Inside, the restaurant was warm and real and smelled like gumbo and fresh bread and decades of meals served to people who needed feeding. A man came from behind the counter — older, solid, with the kind of presence that comes from spending a lifetime in a kitchen that feeds a neighborhood. Joseph Sisko.
He seated Wesley without asking if he wanted a table, brought him a bowl of gumbo without asking what he wanted to eat, and sat down across from him like this was perfectly normal — a stranger walking into his restaurant at this hour looking like he hadn’t eaten in thirty years.
Wesley ate. Actually ate, actually tasted food, the heat and the spice and the weight of something made by human hands landing in a body that had forgotten what it meant to be nourished by something physical. His eyes burned and he didn’t know if it was the cayenne or something else entirely.
Joseph talked the way fathers talk to people who need feeding more than they need advice. About the restaurant, about the neighborhood, about how a good roux takes patience and you can’t rush it no matter how hungry the customer is. Simple things said simply by a man who understood that sometimes the most important thing you can do for someone is put food in front of them and not ask why they came.

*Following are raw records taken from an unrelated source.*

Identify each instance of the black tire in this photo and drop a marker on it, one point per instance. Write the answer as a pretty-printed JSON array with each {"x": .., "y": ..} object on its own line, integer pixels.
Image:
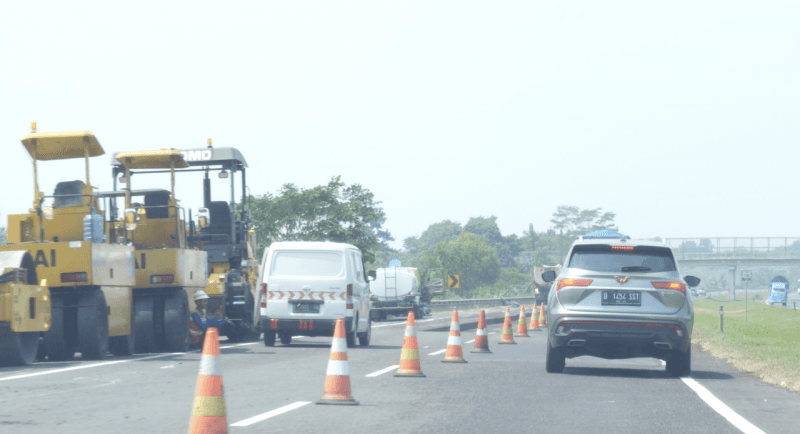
[
  {"x": 145, "y": 327},
  {"x": 364, "y": 338},
  {"x": 269, "y": 338},
  {"x": 176, "y": 322},
  {"x": 93, "y": 325},
  {"x": 124, "y": 345},
  {"x": 555, "y": 359},
  {"x": 18, "y": 348},
  {"x": 61, "y": 341},
  {"x": 680, "y": 365}
]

Wesley was halfway through the bowl when he heard it from somewhere behind him. “Dabo!!” He turned. A Dabo table, a Bajoran woman spinning the wheel, patrons cheering and groaning and pushing latinum across the felt. The sounds and the lights of a place Wesley had never been to but recognized instantly from a lifetime of Starfleet records.
He turned back to the table expecting Joseph and gumbo and the warm light of a New Orleans restaurant. Benjamin Sisko was sitting across from him. The restaurant was Quark’s Bar on Deep Space Nine. The gumbo was still there. Sisko looked like he’d been waiting.